Main Entry: 1chance
Pronunciation: 'chan(t)s
Function: noun
Etymology: Middle English, from Old French, from (assumed) Vulgar Latin cadentia fall, from Latin cadent-, cadens, present participle of cadere to fall; perhaps akin to Sanskrit sad- to fall off
1 a : something that happens unpredictably without discernible human intention or observable cause b : the assumed impersonal purposeless determiner of unaccountable happenings : LUCK c : the fortuitous or incalculable element in existence :
There is a lake, and there is a (suspended)chemical in it of 2 ppm. There is a stream pouring into it, and a dam that forms it. It doesn't matter the size of the lake, or amount of water pouring into it. But eventually this chemical would be washed out, or would it.
The amount of time it washes out, is that chance. The fact that maybe a molecule might not ever get washed out, is that chance, or the fact that it may indeed get washed out, is that chance.
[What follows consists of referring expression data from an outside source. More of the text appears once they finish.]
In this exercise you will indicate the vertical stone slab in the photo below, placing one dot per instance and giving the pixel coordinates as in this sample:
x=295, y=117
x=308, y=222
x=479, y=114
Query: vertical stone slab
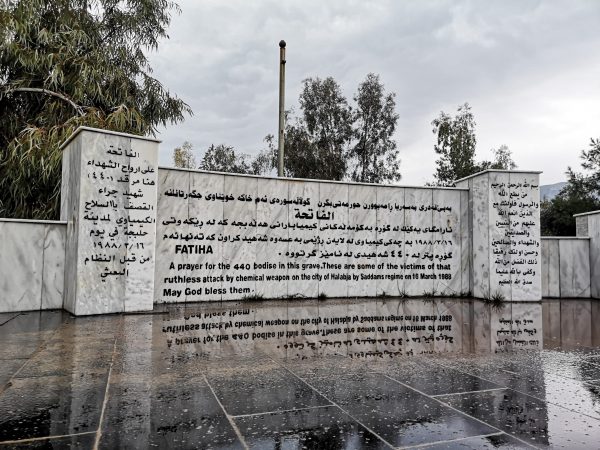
x=499, y=235
x=332, y=215
x=465, y=246
x=525, y=235
x=446, y=233
x=588, y=224
x=110, y=200
x=206, y=230
x=363, y=237
x=53, y=276
x=418, y=242
x=390, y=222
x=171, y=233
x=550, y=268
x=21, y=265
x=303, y=262
x=239, y=249
x=574, y=265
x=272, y=244
x=504, y=218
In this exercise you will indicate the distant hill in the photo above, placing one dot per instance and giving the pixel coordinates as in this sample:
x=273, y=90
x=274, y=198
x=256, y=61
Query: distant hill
x=549, y=191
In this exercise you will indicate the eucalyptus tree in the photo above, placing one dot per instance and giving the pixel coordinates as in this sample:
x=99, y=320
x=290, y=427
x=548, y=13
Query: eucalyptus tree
x=455, y=144
x=375, y=151
x=67, y=63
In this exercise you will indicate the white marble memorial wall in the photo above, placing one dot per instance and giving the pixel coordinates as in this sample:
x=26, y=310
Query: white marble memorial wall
x=110, y=206
x=504, y=222
x=242, y=237
x=32, y=257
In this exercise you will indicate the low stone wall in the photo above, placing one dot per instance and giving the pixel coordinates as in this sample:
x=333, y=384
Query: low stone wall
x=566, y=267
x=32, y=257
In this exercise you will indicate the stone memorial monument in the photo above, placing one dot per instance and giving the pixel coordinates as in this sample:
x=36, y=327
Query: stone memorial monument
x=135, y=234
x=108, y=200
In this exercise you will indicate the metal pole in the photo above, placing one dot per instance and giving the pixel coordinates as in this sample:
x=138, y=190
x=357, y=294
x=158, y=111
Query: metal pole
x=281, y=108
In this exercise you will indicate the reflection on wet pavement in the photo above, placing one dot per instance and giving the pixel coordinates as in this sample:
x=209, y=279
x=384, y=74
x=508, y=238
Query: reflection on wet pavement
x=332, y=374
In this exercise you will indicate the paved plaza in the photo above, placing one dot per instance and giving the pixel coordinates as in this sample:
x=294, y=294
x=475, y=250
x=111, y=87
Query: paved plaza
x=120, y=381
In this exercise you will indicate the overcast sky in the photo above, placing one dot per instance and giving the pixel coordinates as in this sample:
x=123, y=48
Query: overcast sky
x=529, y=69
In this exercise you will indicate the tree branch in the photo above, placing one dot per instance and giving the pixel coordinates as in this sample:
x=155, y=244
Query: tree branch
x=78, y=108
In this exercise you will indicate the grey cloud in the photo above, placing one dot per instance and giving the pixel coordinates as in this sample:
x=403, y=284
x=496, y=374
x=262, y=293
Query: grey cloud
x=516, y=62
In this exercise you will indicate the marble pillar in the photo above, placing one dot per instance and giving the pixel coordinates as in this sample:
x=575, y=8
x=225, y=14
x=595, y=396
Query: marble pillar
x=588, y=225
x=108, y=199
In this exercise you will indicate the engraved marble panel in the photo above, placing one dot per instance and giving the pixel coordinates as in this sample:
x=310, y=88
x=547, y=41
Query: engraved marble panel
x=21, y=265
x=551, y=322
x=418, y=238
x=581, y=226
x=363, y=237
x=482, y=337
x=141, y=227
x=205, y=226
x=302, y=334
x=171, y=231
x=303, y=262
x=576, y=323
x=272, y=249
x=110, y=208
x=447, y=242
x=332, y=213
x=500, y=326
x=594, y=233
x=480, y=210
x=53, y=277
x=526, y=326
x=448, y=326
x=499, y=235
x=574, y=268
x=390, y=222
x=466, y=242
x=239, y=237
x=69, y=212
x=525, y=236
x=102, y=244
x=420, y=338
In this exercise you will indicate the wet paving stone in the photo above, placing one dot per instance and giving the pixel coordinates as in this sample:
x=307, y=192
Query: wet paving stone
x=7, y=369
x=497, y=441
x=76, y=442
x=167, y=412
x=259, y=390
x=315, y=428
x=529, y=419
x=58, y=372
x=398, y=414
x=51, y=406
x=433, y=379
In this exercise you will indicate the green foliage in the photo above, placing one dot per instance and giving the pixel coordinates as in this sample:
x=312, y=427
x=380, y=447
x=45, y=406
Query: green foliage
x=332, y=141
x=375, y=121
x=316, y=144
x=223, y=158
x=183, y=156
x=456, y=143
x=581, y=194
x=68, y=63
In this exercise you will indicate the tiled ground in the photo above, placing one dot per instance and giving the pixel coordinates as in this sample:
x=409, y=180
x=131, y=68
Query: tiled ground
x=113, y=382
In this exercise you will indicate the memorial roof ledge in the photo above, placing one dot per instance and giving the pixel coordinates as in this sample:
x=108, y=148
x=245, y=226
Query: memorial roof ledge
x=566, y=237
x=34, y=221
x=99, y=130
x=589, y=213
x=498, y=170
x=311, y=180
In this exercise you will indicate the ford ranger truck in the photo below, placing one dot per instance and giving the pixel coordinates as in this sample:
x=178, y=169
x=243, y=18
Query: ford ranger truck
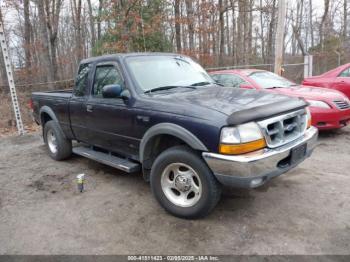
x=163, y=116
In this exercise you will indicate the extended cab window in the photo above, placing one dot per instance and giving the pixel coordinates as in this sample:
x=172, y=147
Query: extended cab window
x=82, y=79
x=106, y=75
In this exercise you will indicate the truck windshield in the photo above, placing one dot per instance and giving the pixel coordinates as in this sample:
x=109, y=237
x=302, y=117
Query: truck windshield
x=156, y=72
x=270, y=80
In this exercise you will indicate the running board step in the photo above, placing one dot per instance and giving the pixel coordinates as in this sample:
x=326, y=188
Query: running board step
x=107, y=159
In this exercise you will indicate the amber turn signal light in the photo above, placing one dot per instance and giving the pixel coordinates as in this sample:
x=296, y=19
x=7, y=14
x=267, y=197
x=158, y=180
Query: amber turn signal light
x=237, y=149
Is it chance that any three of these options would happen.
Are any of these chance?
Does chance really exist?
Or is chance a word we use to explain what cannot be explained because we don't know how it all works, or we don't really understand the laws of the universe?
I am no scientist, and this topic may have been covered already, but I would like to discuss it, and share knowledge/thoughts about it.
:note to admin, I am not sure what forum to suggest, but please not the coffee house.